Joel Burns and Lawrence O’Donnell, via Facebook

Your weekday morning blend from Instant Tea:

1. Fort Worth City Councilman Joel Burns and Bianca “Nikki” Peet, a student at Corpus Christi’s Flour Bluff High School, were among those honored Sunday night during the 22nd Annual GLAAD Media Awards in Los Angeles. Burns, husband J.D. Angle and MSNBC host Lawrence O’Donnell accepted the award for Outstanding TV Journalism Segment, for their interview on The Last Word with Lawrence O’Donnell. Meanwhile, the 17-year-old Peet received a Special Recognition Award for her efforts to organize a Gay Straight Alliance at her school. We’ll post more photos from the event as soon as they are available.

2. Who would have thought Oklahoma would be home to the first transgender person elected to lead a statewide Young Democrats group? Trans attorney Brittany Novotny, who challenged bigoted State Rep. Sally Kern in November, on Saturday was elected president of Young Democrats of Oklahoma.
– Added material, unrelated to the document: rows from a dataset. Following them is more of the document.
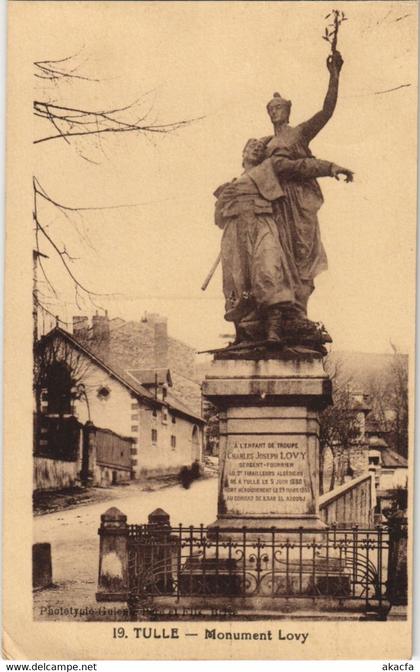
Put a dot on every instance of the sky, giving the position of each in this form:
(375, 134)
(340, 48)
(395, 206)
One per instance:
(221, 62)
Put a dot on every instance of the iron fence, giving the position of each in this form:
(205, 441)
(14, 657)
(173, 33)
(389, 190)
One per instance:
(177, 562)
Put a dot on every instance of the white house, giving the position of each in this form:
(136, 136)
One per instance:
(165, 433)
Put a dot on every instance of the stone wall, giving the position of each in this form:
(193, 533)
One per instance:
(188, 391)
(49, 474)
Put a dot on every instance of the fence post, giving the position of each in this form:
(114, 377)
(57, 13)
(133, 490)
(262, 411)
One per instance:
(113, 580)
(41, 566)
(161, 561)
(397, 559)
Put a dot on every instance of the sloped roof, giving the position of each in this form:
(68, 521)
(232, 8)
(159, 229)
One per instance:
(148, 376)
(178, 405)
(130, 383)
(377, 442)
(172, 401)
(392, 459)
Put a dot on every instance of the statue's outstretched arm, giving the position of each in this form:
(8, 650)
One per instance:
(307, 168)
(312, 127)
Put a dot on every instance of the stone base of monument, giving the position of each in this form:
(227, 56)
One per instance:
(269, 444)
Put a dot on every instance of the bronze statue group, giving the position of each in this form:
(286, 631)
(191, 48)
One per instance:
(271, 247)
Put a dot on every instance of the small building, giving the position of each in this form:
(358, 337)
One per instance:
(164, 433)
(389, 467)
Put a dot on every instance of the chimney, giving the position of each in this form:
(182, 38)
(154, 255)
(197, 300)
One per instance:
(80, 326)
(161, 343)
(100, 328)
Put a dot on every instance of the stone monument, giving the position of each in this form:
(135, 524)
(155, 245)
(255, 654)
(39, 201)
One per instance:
(270, 384)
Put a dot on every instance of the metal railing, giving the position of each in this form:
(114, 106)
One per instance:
(177, 562)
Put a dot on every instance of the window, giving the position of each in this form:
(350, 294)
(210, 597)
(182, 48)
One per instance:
(59, 385)
(103, 393)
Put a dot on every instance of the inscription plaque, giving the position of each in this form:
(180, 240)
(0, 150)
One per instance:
(269, 477)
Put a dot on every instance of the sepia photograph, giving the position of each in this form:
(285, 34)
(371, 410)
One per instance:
(210, 328)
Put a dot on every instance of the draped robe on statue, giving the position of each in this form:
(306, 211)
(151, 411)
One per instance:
(258, 254)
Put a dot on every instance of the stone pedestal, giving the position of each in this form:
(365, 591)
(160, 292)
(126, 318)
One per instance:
(269, 441)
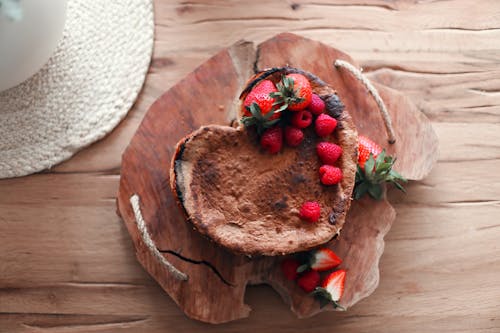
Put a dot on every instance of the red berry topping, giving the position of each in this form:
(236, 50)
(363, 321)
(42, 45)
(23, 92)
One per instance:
(302, 92)
(301, 119)
(328, 152)
(324, 259)
(334, 284)
(310, 211)
(365, 148)
(330, 175)
(260, 95)
(272, 139)
(309, 281)
(289, 267)
(293, 136)
(325, 125)
(317, 105)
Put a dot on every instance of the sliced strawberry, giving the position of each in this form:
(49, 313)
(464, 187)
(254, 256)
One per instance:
(308, 281)
(331, 289)
(334, 284)
(321, 260)
(324, 259)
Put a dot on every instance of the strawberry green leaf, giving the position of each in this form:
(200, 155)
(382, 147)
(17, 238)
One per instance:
(376, 173)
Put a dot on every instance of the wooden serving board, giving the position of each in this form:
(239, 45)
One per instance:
(215, 289)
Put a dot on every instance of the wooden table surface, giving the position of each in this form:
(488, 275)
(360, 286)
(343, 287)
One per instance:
(66, 260)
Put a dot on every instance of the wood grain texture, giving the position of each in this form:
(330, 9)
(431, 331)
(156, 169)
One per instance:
(211, 270)
(67, 263)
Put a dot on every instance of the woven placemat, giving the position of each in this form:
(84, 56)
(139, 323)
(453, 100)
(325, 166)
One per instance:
(85, 89)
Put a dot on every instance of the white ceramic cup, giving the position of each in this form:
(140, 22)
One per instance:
(26, 45)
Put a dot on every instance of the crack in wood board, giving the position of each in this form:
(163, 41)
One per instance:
(55, 322)
(199, 262)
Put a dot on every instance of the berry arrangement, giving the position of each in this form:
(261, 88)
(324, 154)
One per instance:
(281, 113)
(306, 269)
3. Two firefighters in Victoria, Texas have been fired for creating a montage of photos of nude men that was posted at their station. According to The Victoria Advocate, the montage included a scantily clad crotch shot, a shot of one nude man kissing another nude man’s body, a cartoon of two men kissing, a shot of one nude man looming over another with his hands on his shoulders, a bare-chested man,  a shot of a man’s scantly clad rear end, and face shots of two Hollywood actors. The city isn’t releasing details of the incident, other than to say that the employees violated the city’s conduct policy. One expert noted that the incident could be an example of anti-gay harrassment:

“Sometimes in a case where straight people harass homosexual people, it may be an attempt to create an ‘us’ and ‘them’ separation; a clumsy or immature attempt to demonstrate their own ‘straightness’ through not-so-subtle intimidation,” University of Houston-Victoria criminal justice professor Casey Akins told the newspaper. “Straight on gay harassment is under-reported and when it is reported, it is often not necessarily classified as ‘sexual harassment in the workplace.”